A ENH, que possui um capital social de 749 milhões de meticais (11,8 milhões de dólares), totalmente subscrito pelo Estado, exerce a sua actividade subordinada ao Ministério dos Recursos Naturais e Energia, tendo como objectivo principal a actividade petrolífera, “nomeadamente a prospecção, pesquisa, desenvolvimento, produção, transporte, transmissão e comercialização de hidrocarbonetos e seus derivados”, incluindo a importação e exportação.
O mesmo relatório indica que a ENH distribuiu dividendos ao Estado no valor de 1,2 mil milhões de meticais (18,9 milhões de dólares) em 2024, relativos ao exercício do ano anterior, e de 877,6 milhões de meticais (13,8 milhões de dólares) em 2023.
Este desempenho contrasta com os resultados líquidos positivos de 3,5 mil milhões de meticais (55 milhões de dólares) registados em 2023, os quais representaram então um crescimento de sete vezes em relação ao ano anterior
A ENH explica que é concessionária, juntamente com outras entidades, de licenças atribuídas pelo Ministério dos Recursos Minerais e Energia para a realização de actividades de pesquisa, desenvolvimento e produção de petróleo em Moçambique, em 11 concessões, detendo participações que variam entre 10% e 30%.

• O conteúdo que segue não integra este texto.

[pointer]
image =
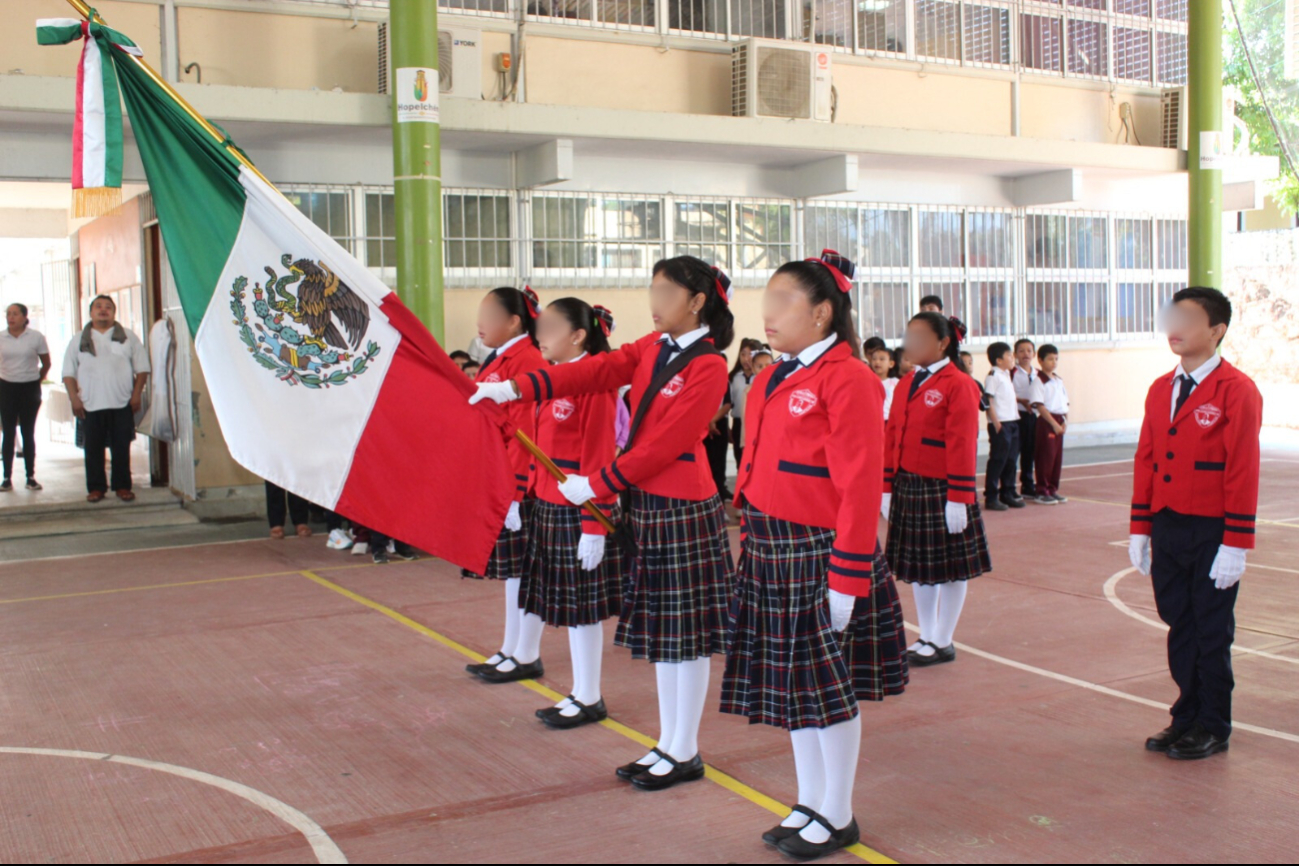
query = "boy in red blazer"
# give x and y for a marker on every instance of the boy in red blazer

Em 2021, a petrolífera registara um resultado líquido negativo de 153,1 milhões de meticais (2,4 milhões de dólares), que passou a lucros de 461,9 milhões de meticais (7,3 milhões de dólares) em 2022, com as vendas de bens e serviços (essencialmente gás) a praticamente duplicarem para 960,2 milhões de meticais (15,1 milhões de dólares).
Em 2023, as receitas da ENH com a venda de gás natural ultrapassaram os 1,6 mil milhões de meticais (25,1 milhões de dólares), valor próximo do dobro do registado em 2022.
Criada em 1981, a ENH participa em todas as operações petrolíferas e nas respectivas fases das actividades de pesquisa, exploração, produção, refinação, transporte, armazenagem e comercialização de hidrocarbonetos e dos seus derivados, incluindo Gás Natural Liquefeito (LNG) e Gás para Líquidos (GTL), dentro e fora do País.
A ENH encerrou o ano [de 2024] com um activo total de 28,7 mil milhões de meticais (452 milhões de dólares) e um passivo que subiu ligeiramente para 8,9 mil milhões de meticais (140 milhões de dólares)
O País conta com três projectos de desenvolvimento aprovados para a exploração das reservas de gás natural da bacia do Rovuma, classificadas entre as maiores do mundo, ao largo da costa da província de Cabo Delgado. Para além do projecto já em produção operado pela Eni, destacam-se os projectos Mozambique LNG (Área 1), operado pela TotalEnergies, com uma capacidade até 43 milhões de toneladas por ano (mtpa), e o Rovuma LNG (Área 4), operado pela ExxonMobil, com 18 mtpa, ainda em fase de desenvolvimento.
Em 2024, um estudo da consultora Deloitte concluiu que as reservas de GNL de Moçambique representam receitas potenciais de 100 mil milhões de dólares (6,35 biliões de meticais), sublinhando a importância internacional do País na transição energética.
Só neste ano, ainda sem o início das restantes operações, a produção moçambicana estimada de gás é de 5,4 mil milhões de metros cúbicos, colocando o País como o sexto maior produtor em África.